Malum İstanbul trafiği zor, Ramazan ayında daha da zorlaşır. Açlık, sigarasızlık ve çoğunlukla sigarasızlıktan şoförlerin bazısı küçük birer Hulk’a dönüşür. Sadece trafikte de değil, işyerinde, sokakta, evde... İncir çekirdeğini doldurmayacak konular yüzünden, saçma sapan şeylerden o kadar acayip kavgaların çıkma ihtimali vardır ki. İnsanların birbirinin gırtlağına çökmesi an meselesidir. Halbuki bunun tam tersi olması gerekmez mi?


Ramazan başında okuduğum “18 saat aç kalıp oruç tutacaksınız, buna rağmen sonunda cehenneme giderseniz o artık sizin başarısızlığınız...” kabilinden bir sosyal medya paylaşımına çok gülmüştüm, ama üzerine uzun süre de düşündüm. Acaba oruç tuttuğu halde kaç kişinin ibadeti kabul olmayacaktı? Ya da orucu kabul edilse bile 18 saatlik oruç ibadeti için bahşedilecek sevabı kazanamayacaktı? Hakikaten de, oruç sadece aç-susuz kalmak, Ramazan sadece güneşin doğuşundan batışına kadar yemek yememek, su içmemek değildi. Boğazımızdan geçeni kontrol etmemizi emreden Allah-u Teala, bizden sadece vücudumuza hakim olmamızı mı istiyordu yoksa elimizi, dilimizi, aklımızı ve kalbimizi de kontrol etmeye çalışmamızı beklemiyor muydu?
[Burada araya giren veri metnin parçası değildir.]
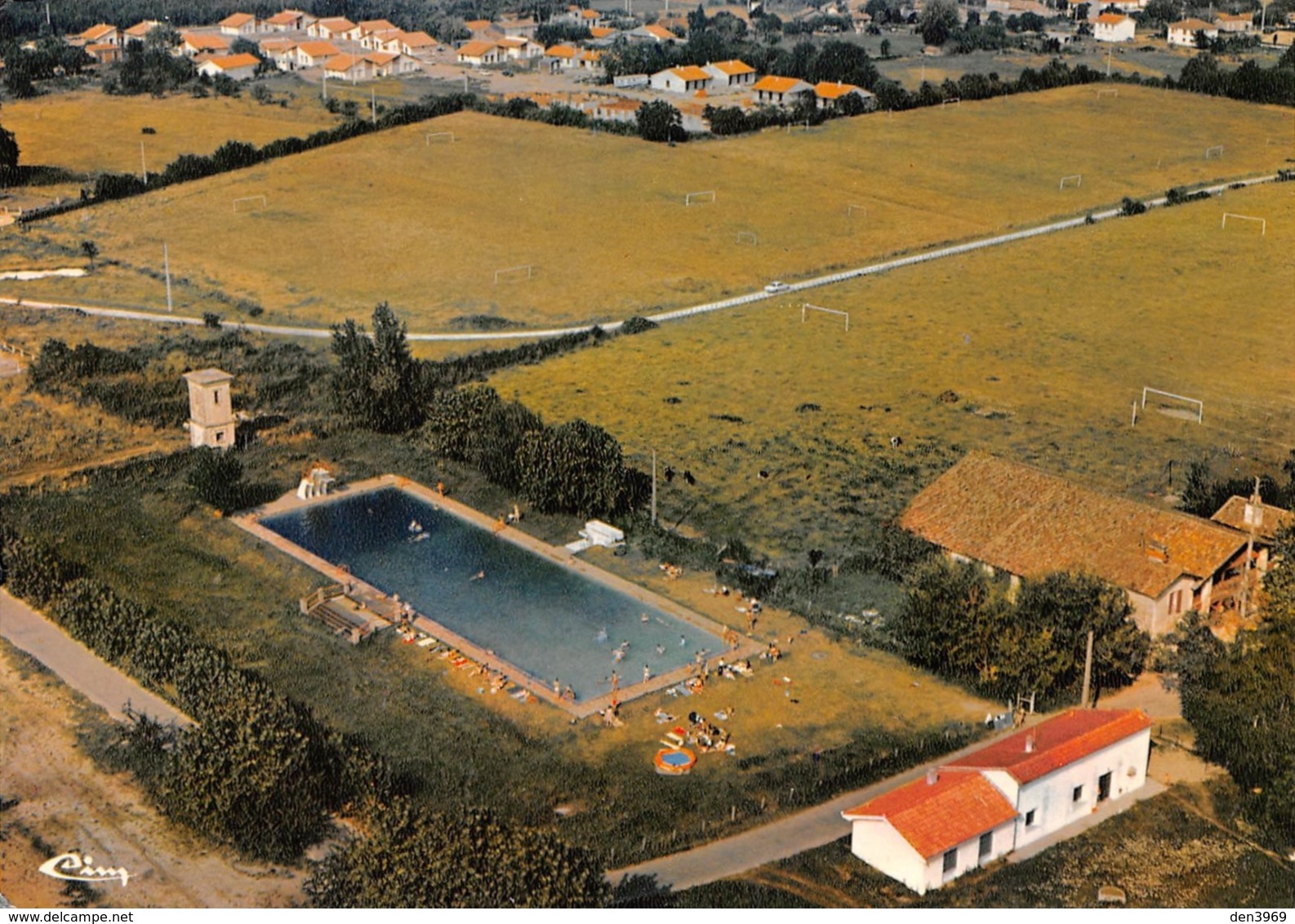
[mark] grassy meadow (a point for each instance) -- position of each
(1035, 351)
(90, 132)
(603, 221)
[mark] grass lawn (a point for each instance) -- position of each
(88, 132)
(453, 742)
(603, 223)
(1035, 351)
(1162, 852)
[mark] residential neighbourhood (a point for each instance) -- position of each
(722, 486)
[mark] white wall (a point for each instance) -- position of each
(1052, 796)
(881, 846)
Ramazan ayı sadece fiziksel bir oruç pratiğinden ibaret değil. Camilerden, televizyonlardan, radyolardan akan tüm ayet, hadis ve dualara kulak kabartınca duyuyorsun ki, insanın duyularını, aklını ve hatta kalbini terbiye edebileceği mükemmel bir fırsat. Ve fakat yine de, dalgınlıkla ağzına bir yudum su alıverecekken bile durabilen insan, nasıl olur da öfkelenirken, yalan söylerken, küfrederken, kul hakkına girerken frene basmayı, durmayı aklına bile getiremiyor? Bir tane üzümü ağzına götürürken durabilen insan, nasıl ani bir öfkeyle karşısındaki insana tokat aşk ederken kendine engel olamıyor? Oruç bize kendini kontrol etmeyi öğretmiyor muydu? Her yerde herkes bunu anlatmıyor muydu? Söylemiyor muydu? Öyle olması gerekirken nasıl olur da insan bir de hiç utanmazca “Oruçluyum ya ondan” diyerek kendine zırh olacak ibadeti, kılıç gibi kınından çekebiliyordu.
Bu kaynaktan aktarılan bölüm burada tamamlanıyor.